An ode to Dubai
Radhika Acharya on why she loves this city of dreams
DURING MY FORMATIVE years in Goa, India, a long time ago, Dubai was seen as the “El Dorado” of Earth – a city or place of fabulous wealth and opportunity. The lucky few who landed jobs in Dubai were looked upon with awe and envy, and the typical Dubai-returned Goan could be recognised a mile off – with his colourful shirt, a thick gold chain and a radio in his hand! Cut to the present – in spite of living in Abu Dhabi for close to 20 years now, Dubai still evokes the same feelings of awe and pleasure for me.
I love driving into Dubai from Abu Dhabi on the Sheikh Zayed Road – whether it’s majestically by the public bus or more sedately by private vehicle. I enjoy every minute of the roughly 1 ½ to 2-hour ride depending on the mode of transport.

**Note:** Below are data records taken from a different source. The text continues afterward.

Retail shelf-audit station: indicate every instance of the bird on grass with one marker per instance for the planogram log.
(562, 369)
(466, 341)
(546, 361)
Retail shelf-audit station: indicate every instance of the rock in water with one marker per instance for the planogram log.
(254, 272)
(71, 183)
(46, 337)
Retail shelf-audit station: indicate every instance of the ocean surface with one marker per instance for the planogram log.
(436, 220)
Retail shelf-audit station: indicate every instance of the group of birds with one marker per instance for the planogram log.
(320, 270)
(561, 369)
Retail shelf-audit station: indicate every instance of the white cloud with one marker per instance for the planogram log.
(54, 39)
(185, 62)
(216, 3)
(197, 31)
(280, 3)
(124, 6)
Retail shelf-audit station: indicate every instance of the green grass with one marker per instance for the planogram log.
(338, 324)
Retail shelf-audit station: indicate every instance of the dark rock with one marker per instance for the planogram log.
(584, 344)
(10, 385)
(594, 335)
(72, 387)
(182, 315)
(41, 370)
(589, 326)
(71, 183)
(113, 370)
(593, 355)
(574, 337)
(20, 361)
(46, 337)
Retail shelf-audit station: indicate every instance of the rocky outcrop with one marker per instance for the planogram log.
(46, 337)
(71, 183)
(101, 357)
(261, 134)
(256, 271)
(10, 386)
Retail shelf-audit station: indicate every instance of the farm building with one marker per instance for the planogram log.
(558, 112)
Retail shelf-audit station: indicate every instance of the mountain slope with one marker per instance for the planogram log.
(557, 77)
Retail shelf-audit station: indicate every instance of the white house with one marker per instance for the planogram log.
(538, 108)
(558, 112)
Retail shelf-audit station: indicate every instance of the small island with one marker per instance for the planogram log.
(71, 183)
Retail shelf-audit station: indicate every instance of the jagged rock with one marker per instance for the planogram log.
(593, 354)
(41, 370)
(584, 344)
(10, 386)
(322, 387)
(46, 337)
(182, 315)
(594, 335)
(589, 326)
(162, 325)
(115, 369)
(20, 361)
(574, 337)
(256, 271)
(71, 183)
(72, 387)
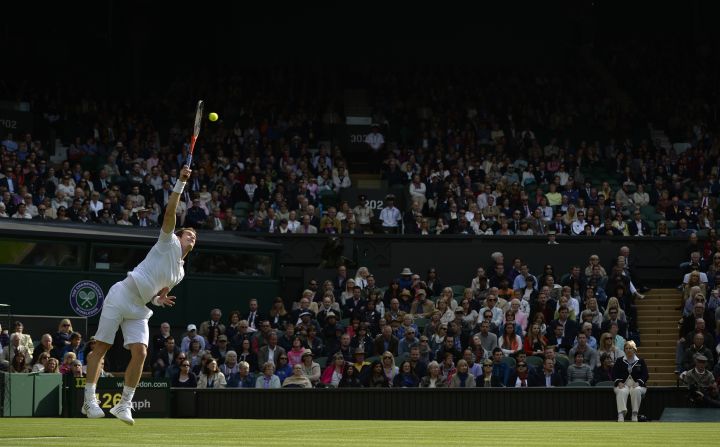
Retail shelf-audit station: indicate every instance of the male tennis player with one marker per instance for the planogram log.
(125, 306)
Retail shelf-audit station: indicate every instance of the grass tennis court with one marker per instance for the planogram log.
(217, 432)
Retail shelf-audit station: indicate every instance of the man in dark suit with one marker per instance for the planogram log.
(607, 325)
(558, 225)
(271, 351)
(102, 183)
(536, 222)
(42, 213)
(340, 279)
(386, 341)
(514, 224)
(563, 329)
(638, 227)
(630, 268)
(254, 316)
(9, 181)
(271, 223)
(547, 376)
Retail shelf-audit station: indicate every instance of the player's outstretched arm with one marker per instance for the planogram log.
(169, 219)
(162, 299)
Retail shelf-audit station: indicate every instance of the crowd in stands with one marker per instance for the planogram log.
(508, 327)
(506, 158)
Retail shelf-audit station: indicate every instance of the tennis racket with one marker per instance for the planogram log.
(196, 131)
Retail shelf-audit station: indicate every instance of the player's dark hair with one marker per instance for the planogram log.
(179, 232)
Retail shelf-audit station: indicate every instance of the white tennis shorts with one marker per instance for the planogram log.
(123, 308)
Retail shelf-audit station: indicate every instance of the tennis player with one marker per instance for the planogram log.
(125, 306)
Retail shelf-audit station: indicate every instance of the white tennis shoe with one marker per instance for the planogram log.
(122, 411)
(92, 409)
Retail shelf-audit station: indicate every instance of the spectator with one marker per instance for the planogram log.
(376, 378)
(603, 373)
(520, 378)
(488, 379)
(62, 337)
(268, 379)
(631, 376)
(215, 316)
(547, 376)
(243, 378)
(25, 339)
(406, 377)
(185, 378)
(701, 383)
(297, 379)
(191, 336)
(579, 370)
(230, 366)
(211, 376)
(462, 378)
(334, 372)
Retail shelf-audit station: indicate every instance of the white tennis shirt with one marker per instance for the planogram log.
(162, 267)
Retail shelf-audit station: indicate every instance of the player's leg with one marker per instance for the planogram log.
(110, 320)
(137, 336)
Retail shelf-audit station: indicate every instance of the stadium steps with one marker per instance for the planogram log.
(657, 323)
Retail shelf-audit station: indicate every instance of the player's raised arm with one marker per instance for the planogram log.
(169, 219)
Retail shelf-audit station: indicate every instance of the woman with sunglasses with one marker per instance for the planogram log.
(376, 378)
(268, 379)
(52, 366)
(41, 362)
(284, 370)
(211, 376)
(185, 378)
(297, 379)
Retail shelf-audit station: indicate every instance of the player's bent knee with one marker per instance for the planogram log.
(100, 348)
(138, 350)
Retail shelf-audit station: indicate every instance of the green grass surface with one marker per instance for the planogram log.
(206, 432)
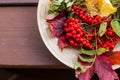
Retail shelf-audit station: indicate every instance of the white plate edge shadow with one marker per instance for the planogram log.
(39, 21)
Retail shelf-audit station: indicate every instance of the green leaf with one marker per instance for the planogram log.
(101, 51)
(116, 27)
(85, 59)
(102, 28)
(88, 52)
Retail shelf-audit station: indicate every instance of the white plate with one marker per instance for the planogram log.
(67, 56)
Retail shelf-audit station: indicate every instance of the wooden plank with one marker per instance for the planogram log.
(20, 42)
(18, 2)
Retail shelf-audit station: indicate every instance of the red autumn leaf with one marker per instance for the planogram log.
(56, 24)
(113, 57)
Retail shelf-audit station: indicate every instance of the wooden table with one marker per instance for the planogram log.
(20, 43)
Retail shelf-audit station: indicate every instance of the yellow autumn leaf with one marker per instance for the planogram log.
(100, 7)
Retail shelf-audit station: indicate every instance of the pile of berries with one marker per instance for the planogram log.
(75, 34)
(78, 37)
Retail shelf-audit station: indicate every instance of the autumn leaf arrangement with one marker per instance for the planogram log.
(93, 27)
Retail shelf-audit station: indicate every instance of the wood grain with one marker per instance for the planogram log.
(20, 41)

In the past, we would see herds of camels in the distance, but that’s no more so, with the rapid development happening along the Dubai-Abu Dhabi stretch. However, as we cruise along, I keep my eyes wide open to catch sight of the odd Lamborghini, Ferrari or Porsche go whizzing by. I am never disappointed! Until some years back, the first indication that we were nearing Dubai would be the two crossed guitars – the symbol of the old Hard Rock Café – and I would nudge my boys to glance outside the window when we would come level with the building. It’s now just a memory, of course.
It’s exciting to catch the first glimpse of the Burj Al Arab in the distance. It’s even more so today as the architectural dream hotel plays hide & seek among the many high-rises which have since come up along the road.

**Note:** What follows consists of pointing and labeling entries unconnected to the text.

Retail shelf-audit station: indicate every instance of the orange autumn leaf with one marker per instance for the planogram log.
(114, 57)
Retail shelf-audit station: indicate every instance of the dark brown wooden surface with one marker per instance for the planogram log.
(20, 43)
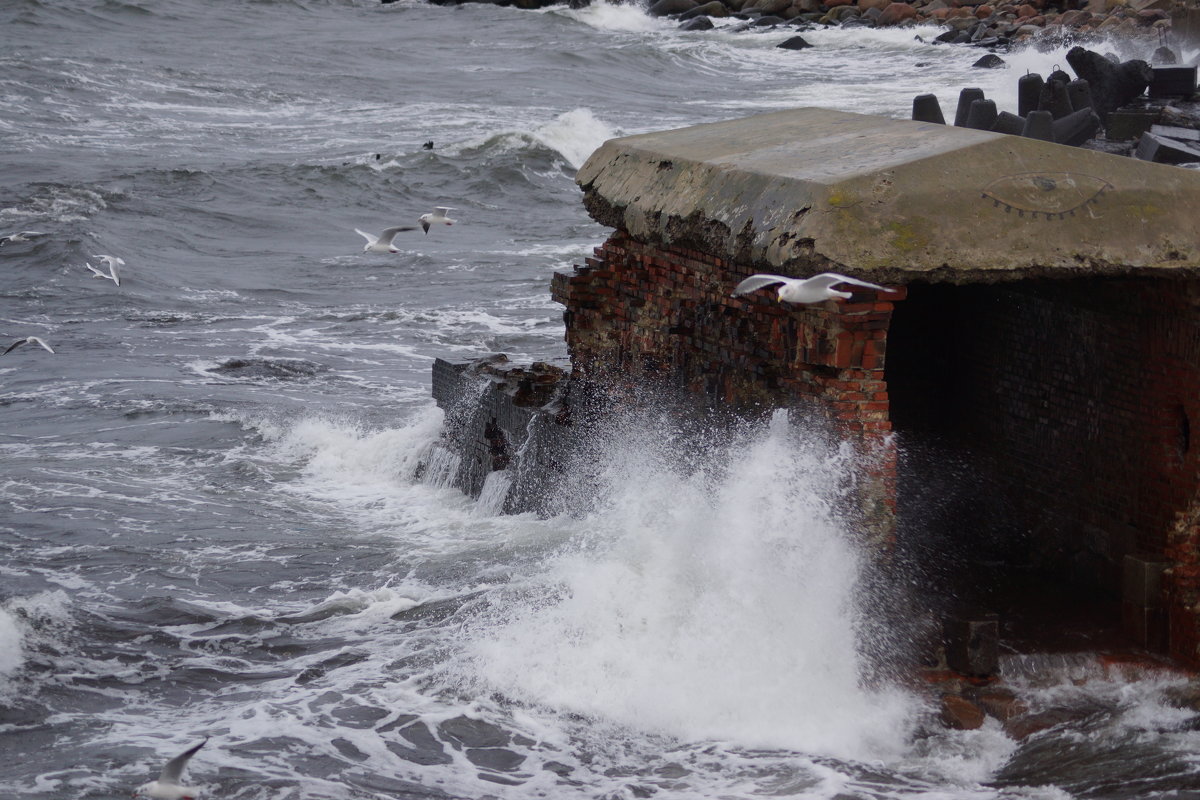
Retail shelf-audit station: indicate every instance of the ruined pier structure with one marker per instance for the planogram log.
(1043, 335)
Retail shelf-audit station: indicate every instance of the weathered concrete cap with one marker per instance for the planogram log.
(814, 188)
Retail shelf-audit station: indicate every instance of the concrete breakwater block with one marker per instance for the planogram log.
(1173, 82)
(1165, 150)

My heart misses a beat and I seem to catch my breath each time we pass the Burj Khalifa and I bend my head downwards and sideways to get a full and lasting glimpse of the tall and handsome structure, and I stay in that position until we move out of the line of its vision. The thrill and excitement continues as we enter the city and stop at the first traffic signal before we take the road to where we’re actually headed. I am one of the fortunate few to be living in this city of dreams!
City Times reader Radhika Acharya describes herself thus: “I’m quite intelligent sometimes, but sometimes is rare!”